Las diversas clases de “sed moral” que siente el ser humano pueden compararse con la sed física.

En este mundo de tantas desigualdades y tanta corrupción, todos tenemos sed de justicia. Dios promete: “Bienaventurados los que tienen hambre y sed de justicia, porque ellos serán saciados” (Mateo 5:6).

En un mundo moralmente tan sucio, muchos tienen sed de pureza. Dios está dispuesto a responder a esta aspiración y a recompensarla. “Bienaventurados los de limpio corazón, porque ellos verán a Dios” (Mateo 5:8).

En una sociedad dura y egoísta, el individuo está privado de amor. Dios ya respondió perfectamente a esta necesidad: “De tal manera amó Dios al mundo, que ha dado a su Hijo unigénito” (Juan 3:16).

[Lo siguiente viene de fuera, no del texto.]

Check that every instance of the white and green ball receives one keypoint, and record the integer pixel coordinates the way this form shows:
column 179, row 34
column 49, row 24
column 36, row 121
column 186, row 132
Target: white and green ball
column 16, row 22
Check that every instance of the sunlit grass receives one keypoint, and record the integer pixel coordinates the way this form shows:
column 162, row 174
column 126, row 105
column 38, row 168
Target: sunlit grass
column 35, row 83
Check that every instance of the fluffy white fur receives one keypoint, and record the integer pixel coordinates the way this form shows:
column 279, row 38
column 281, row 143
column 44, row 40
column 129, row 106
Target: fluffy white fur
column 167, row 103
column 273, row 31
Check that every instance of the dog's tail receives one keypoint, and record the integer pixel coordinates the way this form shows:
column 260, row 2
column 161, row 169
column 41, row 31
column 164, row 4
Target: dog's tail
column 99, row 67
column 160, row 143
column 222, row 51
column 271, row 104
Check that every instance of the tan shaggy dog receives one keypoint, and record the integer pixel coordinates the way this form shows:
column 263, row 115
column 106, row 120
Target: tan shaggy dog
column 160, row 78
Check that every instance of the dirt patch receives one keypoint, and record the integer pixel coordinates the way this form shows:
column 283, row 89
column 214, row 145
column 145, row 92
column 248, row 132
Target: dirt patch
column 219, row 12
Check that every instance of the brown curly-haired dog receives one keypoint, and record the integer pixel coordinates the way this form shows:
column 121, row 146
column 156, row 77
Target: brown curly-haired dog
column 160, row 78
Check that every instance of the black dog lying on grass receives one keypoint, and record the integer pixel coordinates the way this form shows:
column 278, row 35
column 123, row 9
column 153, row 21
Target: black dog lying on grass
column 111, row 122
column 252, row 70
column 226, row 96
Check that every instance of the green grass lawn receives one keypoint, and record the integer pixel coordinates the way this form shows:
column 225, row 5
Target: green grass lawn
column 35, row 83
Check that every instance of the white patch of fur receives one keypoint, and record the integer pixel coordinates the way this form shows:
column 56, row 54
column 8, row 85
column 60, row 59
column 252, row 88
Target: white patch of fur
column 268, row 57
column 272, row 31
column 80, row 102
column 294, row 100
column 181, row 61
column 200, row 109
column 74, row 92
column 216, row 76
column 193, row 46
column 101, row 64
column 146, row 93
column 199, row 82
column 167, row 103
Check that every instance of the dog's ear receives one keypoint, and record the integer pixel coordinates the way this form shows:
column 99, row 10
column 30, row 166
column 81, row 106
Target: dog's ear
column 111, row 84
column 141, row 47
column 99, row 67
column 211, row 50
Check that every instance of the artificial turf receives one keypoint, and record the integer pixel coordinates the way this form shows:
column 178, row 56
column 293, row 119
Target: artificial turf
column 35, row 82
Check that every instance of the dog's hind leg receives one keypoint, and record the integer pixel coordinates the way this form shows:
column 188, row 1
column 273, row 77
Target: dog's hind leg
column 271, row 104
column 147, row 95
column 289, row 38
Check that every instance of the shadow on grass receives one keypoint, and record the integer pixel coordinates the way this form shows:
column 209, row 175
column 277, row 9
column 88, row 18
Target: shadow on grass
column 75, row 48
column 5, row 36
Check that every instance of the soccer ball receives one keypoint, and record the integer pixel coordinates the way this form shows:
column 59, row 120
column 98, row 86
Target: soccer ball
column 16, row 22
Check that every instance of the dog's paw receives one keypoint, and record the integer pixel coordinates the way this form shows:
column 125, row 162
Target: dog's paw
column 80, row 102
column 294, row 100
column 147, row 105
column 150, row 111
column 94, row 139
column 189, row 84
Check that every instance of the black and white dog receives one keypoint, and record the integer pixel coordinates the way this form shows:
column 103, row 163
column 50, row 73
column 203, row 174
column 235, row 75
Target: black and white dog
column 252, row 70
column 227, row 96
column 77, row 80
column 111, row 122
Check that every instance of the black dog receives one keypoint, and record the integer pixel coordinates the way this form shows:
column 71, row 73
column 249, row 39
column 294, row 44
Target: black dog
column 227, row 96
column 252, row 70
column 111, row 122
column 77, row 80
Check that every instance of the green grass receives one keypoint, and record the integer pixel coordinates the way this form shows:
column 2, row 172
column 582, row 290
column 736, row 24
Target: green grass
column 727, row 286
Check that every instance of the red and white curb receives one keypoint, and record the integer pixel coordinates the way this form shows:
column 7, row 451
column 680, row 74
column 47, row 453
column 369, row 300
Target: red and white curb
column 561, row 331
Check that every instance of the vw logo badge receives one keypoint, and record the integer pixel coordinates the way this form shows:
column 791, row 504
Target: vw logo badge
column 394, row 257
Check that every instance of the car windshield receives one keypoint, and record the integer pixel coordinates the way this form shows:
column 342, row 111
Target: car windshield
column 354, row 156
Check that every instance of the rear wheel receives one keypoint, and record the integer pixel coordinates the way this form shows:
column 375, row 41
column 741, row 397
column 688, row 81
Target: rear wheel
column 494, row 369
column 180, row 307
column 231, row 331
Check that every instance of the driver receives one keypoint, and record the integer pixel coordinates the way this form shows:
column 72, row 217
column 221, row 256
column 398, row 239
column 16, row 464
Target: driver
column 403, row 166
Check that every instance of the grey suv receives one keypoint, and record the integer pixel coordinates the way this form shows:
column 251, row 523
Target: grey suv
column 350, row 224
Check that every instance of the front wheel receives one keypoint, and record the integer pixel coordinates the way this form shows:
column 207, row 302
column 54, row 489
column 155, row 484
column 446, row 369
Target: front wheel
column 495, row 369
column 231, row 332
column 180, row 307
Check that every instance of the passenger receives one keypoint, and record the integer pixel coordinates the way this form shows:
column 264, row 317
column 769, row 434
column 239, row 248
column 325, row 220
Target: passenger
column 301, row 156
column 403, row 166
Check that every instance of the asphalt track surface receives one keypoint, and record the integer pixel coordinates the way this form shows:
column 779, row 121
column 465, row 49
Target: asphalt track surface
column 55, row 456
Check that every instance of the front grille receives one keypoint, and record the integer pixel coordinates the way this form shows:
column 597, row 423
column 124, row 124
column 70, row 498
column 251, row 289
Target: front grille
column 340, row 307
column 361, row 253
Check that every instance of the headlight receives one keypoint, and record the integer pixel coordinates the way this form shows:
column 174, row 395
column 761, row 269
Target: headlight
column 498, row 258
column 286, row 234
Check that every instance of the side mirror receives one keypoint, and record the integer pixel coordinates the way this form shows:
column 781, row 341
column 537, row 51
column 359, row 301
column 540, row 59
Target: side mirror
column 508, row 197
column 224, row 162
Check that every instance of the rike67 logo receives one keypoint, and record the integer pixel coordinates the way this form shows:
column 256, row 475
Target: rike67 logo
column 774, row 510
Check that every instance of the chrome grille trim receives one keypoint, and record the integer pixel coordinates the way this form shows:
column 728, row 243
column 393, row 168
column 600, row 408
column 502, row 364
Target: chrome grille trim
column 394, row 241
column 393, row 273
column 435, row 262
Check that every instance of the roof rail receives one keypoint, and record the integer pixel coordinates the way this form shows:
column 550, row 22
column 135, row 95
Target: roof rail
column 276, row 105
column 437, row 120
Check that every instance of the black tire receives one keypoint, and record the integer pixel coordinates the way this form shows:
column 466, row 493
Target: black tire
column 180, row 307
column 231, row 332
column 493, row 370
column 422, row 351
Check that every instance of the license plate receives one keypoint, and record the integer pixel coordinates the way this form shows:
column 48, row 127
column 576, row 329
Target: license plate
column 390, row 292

En este mundo inquieto y atormentado, el ser humano busca la paz. “La paz os dejo, mi paz os doy”, declaró Jesús (Juan 14:27).

Para saciar toda “sed”, no sirve embriagarse en los placeres, las distracciones, las experiencias extremas. Es necesario encontrar una fuente fiable. ¡Dios nos la ofrece! En Jesús nos da una fuente que nunca se agota.

No perdamos nuestro tiempo corriendo hacia las diversas fuentes que el mundo propone. Vayamos a Aquel que quiere y puede saciar toda nuestra “sed”. Jesús nos invita: “Si alguno tiene sed, venga a mí y beba” (Juan 7:37).

“El que quiera, tome del agua de la vida gratuitamente” (Apocalipsis 22:17).